This wants to be a movie about our Germany, according to its screenwriter "Faserland". It tells of a policeman (Roland Zehrfeld), who prefers to swap his uniform for a full-body teddy bear costume to finally have a feeling of comfort that his girlfriend (Sandra Hüller), the grim and bourgeois documentary filmmaker, does not provide; of a lonely woman (Margit Carstensen) in a nursing home and her neurotic foot care provider (Michael Maertens), of her adult son (Bernhard Schütz), whose wife (Corinna Harfouch) and grandson Maximilian.
Blasé people who prioritize aesthetic existence over ethical; a teacher and his students on a class trip to a concentration camp memorial; and of a hermit and his raven. Germany meets us as an educational province, as a social and therapy station, as a historical workshop, as a country with hygiene awareness, as a desert of love with people of good taste, healthy self-hatred, and a sick mental state.
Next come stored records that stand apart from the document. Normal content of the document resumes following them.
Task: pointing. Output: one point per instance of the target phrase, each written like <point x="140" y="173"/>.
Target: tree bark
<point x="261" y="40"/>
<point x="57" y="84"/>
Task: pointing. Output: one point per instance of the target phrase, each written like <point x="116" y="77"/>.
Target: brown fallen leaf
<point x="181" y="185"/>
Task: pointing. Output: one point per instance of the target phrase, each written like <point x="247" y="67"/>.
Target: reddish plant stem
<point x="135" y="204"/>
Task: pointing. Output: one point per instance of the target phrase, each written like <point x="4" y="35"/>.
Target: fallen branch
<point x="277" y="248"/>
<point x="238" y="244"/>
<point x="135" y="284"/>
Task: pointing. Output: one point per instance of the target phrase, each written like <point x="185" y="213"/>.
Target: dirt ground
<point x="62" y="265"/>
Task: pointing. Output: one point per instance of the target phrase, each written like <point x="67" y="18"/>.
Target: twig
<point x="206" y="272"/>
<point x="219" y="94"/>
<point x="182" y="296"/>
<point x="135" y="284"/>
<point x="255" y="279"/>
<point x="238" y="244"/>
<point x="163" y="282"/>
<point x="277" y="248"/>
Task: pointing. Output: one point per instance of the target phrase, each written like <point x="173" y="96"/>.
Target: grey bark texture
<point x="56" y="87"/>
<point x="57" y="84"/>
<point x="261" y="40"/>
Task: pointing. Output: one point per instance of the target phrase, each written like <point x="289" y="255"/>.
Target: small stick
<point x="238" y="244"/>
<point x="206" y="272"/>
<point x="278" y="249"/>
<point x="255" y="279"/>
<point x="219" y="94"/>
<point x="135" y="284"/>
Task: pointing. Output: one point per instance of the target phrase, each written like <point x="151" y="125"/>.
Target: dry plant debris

Frauke Finsterwalder, the director, and her husband, the writer Christian Kracht, have a neo-realism in mind, which would be equally right or wrong to call subversive, as it would be to speak of irony. However, the sharpness and depth of field of David Lynch's "Blue Velvet" cannot hardly be applied to Federal Republic of Germany's everyday monstrosities, and Ulrich Seidl's Austro-analyses only fit to a limited extent.
After an hour, one feels bored by all the bizarre elements, then the interest awakens in the many wrong movements of the characters, which lead to terrible or horribly wrong directional changes and consequential decisions. Suddenly, there is a cutting pain, an abrupt shock, a great emptiness that temporarily lifts the glossing, caricaturing, and mocking nature of the film.